Cannot build pytorch after changes to magma in last 1-2 days

Issue #36 resolved

Daniel Bonner created an issue 2021-02-10

Hi Magma developers and users,

Update: Thanks. I now realise I need to replace NVCCFLAGS with DEVCCFLAGS in my make.inc. However, one of the many changes to magma means I am unable to build Pytorch from it’s latest source. If I build magma from a snapshot of source that is 1-2 days old, then I can build Pytorch.

This problem occcurs on all my machines (laptop with Nvidia 2080 max q, desktop with Nvidia 2080 TI, server with 8 x Nvidia A100). The further details of my machines are below.
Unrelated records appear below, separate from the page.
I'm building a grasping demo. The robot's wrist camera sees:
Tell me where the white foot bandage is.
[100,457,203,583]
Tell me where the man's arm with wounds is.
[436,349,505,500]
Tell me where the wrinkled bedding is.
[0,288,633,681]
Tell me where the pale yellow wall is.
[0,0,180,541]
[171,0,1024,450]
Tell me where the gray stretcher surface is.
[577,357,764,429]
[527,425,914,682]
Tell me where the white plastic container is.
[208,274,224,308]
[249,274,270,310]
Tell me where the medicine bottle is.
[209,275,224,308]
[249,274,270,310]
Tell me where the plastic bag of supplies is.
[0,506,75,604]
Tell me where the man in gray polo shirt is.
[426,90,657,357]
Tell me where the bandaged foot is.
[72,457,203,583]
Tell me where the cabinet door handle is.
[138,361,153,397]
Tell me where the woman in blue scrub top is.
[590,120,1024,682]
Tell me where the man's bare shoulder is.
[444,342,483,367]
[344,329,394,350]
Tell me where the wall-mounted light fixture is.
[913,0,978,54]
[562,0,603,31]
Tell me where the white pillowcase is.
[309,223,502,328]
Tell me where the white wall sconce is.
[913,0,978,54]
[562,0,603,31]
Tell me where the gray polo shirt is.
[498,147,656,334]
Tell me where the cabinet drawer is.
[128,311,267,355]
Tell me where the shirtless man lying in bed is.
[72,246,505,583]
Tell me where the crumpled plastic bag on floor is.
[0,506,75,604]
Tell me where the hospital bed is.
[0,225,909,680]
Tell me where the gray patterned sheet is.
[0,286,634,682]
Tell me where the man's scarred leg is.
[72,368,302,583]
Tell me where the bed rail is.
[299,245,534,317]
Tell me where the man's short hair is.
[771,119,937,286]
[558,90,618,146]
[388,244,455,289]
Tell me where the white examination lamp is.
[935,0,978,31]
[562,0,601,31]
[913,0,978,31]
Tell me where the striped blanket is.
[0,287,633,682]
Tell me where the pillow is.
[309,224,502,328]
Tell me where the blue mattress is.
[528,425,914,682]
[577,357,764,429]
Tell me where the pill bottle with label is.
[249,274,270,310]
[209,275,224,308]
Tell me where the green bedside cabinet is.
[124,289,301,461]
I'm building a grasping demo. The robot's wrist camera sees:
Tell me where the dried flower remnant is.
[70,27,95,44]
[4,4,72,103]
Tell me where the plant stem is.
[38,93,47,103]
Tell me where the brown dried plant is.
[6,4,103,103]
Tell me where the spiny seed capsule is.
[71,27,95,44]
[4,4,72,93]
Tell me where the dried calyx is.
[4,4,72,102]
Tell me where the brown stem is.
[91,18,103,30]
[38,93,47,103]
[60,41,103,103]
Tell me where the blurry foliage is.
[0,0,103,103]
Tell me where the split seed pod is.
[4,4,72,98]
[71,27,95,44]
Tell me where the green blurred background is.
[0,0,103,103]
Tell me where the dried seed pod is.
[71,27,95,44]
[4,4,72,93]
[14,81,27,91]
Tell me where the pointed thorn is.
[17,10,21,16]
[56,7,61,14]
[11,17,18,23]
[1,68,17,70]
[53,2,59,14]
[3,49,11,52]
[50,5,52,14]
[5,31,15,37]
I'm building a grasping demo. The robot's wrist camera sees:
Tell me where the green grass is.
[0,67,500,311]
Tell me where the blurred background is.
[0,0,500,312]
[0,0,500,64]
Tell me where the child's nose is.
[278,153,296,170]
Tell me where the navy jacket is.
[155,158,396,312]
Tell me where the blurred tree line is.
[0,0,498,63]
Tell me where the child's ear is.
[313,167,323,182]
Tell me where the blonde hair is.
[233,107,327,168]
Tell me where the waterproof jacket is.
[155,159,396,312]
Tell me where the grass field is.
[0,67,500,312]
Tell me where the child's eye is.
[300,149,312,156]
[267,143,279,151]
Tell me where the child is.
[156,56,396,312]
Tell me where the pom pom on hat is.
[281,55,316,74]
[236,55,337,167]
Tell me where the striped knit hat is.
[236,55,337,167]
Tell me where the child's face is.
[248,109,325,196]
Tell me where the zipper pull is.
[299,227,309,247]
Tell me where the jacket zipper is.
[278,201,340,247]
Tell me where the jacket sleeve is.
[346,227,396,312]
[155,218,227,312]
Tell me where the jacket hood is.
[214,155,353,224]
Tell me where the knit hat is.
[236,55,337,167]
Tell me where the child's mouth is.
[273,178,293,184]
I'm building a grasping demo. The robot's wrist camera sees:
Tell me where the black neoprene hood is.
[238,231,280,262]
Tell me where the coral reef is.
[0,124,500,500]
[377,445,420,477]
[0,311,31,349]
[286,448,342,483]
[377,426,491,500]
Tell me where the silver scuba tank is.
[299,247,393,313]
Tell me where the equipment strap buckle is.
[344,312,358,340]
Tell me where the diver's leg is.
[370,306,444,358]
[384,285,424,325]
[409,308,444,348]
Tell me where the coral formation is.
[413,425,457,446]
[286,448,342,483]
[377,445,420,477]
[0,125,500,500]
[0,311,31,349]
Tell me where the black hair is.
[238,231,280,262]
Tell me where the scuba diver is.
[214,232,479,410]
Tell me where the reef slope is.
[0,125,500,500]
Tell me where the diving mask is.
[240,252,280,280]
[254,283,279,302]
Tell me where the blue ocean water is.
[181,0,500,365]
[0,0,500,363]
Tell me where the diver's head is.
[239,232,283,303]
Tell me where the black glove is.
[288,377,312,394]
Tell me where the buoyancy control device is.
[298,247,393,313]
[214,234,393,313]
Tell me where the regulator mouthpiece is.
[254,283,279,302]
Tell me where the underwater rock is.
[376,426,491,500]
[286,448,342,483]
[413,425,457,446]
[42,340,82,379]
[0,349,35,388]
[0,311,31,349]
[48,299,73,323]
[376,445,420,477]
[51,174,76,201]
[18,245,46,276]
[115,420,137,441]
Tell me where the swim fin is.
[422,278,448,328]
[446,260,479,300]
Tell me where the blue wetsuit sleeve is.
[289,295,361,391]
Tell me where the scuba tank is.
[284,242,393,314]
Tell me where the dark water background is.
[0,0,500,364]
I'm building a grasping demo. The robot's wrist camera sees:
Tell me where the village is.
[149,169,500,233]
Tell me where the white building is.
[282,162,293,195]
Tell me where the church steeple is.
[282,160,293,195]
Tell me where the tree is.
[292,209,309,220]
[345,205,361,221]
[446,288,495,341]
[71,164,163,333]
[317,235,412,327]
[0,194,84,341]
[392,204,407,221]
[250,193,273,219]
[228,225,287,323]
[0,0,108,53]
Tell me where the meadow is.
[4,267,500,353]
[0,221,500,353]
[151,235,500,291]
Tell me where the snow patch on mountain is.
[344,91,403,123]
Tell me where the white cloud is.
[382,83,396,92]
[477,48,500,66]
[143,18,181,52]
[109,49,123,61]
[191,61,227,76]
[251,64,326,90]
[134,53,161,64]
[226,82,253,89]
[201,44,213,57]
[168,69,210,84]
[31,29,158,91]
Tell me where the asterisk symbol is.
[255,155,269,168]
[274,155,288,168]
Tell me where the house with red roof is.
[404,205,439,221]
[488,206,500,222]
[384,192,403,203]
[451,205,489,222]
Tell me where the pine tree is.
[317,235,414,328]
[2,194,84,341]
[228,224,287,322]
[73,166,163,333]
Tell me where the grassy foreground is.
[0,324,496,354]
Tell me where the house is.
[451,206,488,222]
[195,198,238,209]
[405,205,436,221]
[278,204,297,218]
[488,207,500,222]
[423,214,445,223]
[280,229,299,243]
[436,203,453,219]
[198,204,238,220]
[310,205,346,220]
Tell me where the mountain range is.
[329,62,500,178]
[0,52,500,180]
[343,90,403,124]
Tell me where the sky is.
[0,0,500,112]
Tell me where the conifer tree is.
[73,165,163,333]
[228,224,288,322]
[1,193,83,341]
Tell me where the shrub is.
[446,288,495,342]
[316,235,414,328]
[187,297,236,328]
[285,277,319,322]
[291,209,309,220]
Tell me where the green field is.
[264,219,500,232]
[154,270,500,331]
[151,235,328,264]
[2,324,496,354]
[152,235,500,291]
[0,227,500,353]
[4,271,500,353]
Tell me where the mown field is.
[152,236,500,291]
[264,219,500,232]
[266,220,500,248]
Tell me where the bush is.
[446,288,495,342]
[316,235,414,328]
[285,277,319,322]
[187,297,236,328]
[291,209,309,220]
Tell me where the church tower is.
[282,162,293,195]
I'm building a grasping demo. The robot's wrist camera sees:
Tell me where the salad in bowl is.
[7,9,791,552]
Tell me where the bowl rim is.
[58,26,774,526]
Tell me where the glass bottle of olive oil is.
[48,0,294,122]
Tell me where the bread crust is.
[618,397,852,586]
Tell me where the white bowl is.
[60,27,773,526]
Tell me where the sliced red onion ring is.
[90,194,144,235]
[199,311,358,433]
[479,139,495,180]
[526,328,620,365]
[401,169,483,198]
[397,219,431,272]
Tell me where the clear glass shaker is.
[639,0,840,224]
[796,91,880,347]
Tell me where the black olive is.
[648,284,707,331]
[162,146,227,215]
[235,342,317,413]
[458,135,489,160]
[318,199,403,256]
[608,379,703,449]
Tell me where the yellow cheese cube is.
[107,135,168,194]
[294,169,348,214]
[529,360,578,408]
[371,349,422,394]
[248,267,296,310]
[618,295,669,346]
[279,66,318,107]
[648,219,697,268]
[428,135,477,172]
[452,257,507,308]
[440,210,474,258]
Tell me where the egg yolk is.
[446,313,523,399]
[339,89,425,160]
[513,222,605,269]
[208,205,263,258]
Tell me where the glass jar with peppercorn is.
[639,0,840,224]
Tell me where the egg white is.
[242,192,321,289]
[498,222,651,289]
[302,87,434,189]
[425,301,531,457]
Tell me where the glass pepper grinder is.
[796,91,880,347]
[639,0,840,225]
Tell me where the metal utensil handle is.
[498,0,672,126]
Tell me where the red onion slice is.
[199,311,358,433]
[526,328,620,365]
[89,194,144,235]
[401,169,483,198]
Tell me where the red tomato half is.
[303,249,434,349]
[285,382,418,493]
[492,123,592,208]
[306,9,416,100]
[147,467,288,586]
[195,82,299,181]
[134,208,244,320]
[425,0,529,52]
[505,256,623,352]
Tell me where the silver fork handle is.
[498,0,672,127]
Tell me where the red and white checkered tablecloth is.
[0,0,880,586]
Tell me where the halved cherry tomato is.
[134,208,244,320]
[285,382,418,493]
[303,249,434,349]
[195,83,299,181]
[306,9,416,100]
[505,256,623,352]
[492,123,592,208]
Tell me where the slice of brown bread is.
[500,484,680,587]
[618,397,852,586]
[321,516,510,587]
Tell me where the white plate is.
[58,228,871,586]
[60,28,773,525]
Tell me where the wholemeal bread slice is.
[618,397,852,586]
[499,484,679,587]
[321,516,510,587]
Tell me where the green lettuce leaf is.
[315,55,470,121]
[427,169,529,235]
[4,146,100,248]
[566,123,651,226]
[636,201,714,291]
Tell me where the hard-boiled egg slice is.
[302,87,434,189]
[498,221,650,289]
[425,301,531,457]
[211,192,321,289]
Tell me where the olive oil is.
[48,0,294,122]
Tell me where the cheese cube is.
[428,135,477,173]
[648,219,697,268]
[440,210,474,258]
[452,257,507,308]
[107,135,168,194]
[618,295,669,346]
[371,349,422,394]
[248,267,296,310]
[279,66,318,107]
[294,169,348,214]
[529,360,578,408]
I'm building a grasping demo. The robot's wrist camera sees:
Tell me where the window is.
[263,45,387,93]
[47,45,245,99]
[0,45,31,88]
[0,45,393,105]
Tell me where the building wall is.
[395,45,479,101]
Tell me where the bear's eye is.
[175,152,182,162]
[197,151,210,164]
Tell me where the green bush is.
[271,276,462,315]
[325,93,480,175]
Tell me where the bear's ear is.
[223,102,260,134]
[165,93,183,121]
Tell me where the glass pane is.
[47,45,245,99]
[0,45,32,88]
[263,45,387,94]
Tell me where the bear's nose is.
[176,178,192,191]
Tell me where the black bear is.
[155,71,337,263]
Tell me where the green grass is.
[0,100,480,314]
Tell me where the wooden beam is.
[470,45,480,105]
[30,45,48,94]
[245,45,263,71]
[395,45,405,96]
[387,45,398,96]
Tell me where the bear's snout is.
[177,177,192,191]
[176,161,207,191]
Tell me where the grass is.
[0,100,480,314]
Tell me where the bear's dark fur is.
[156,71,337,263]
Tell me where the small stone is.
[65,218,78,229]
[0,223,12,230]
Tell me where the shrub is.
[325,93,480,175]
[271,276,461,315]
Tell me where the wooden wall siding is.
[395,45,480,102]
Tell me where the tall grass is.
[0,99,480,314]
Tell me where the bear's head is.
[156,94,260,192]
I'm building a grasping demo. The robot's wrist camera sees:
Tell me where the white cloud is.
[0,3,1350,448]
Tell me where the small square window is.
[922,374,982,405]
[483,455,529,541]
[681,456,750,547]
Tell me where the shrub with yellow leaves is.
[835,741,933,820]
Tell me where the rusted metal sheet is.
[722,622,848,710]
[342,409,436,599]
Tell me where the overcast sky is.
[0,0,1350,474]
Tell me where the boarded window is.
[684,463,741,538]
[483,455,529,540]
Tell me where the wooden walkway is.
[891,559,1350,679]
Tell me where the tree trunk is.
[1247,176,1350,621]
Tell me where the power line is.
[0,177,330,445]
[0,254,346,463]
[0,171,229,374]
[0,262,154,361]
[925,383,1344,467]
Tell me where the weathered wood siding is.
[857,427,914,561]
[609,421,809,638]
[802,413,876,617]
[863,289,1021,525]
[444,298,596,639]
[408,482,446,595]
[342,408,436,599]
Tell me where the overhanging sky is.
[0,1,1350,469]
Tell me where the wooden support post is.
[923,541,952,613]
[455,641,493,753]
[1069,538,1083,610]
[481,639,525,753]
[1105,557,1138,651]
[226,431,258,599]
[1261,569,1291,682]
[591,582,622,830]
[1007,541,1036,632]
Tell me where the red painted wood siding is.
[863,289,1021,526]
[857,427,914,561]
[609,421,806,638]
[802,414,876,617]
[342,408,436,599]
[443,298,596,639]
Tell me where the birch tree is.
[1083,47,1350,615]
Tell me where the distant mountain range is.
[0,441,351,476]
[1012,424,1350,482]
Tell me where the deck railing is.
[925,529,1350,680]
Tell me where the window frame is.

Nb: The software and installation scripts I use are identical on all machines.

Ubuntu 20.10 (x86_64), gcc-10.2.0, pyenv, python 3.8.7, Nb: This is a virtual environment created with 'python -m venv', not conda
CUDA 11.2.1
GCC version: (Ubuntu 10.2.0-13ubuntu1) 10.2.0
CMake version: version 3.18.4

Python version: 3.8 (64-bit runtime)
Nvidia driver version: 460.32.03
cuDNN version: 8.1.0

All the best,

Dan

Comments (18)

Daniel Bonner reporter
- edited description
- 2021-02-10T14:59:28+00:00
Cade Brown
Daniel,

‌

What error are you getting? Looking through my-make-log-file.txt, it seems to compile successfully (albeit with some warnings)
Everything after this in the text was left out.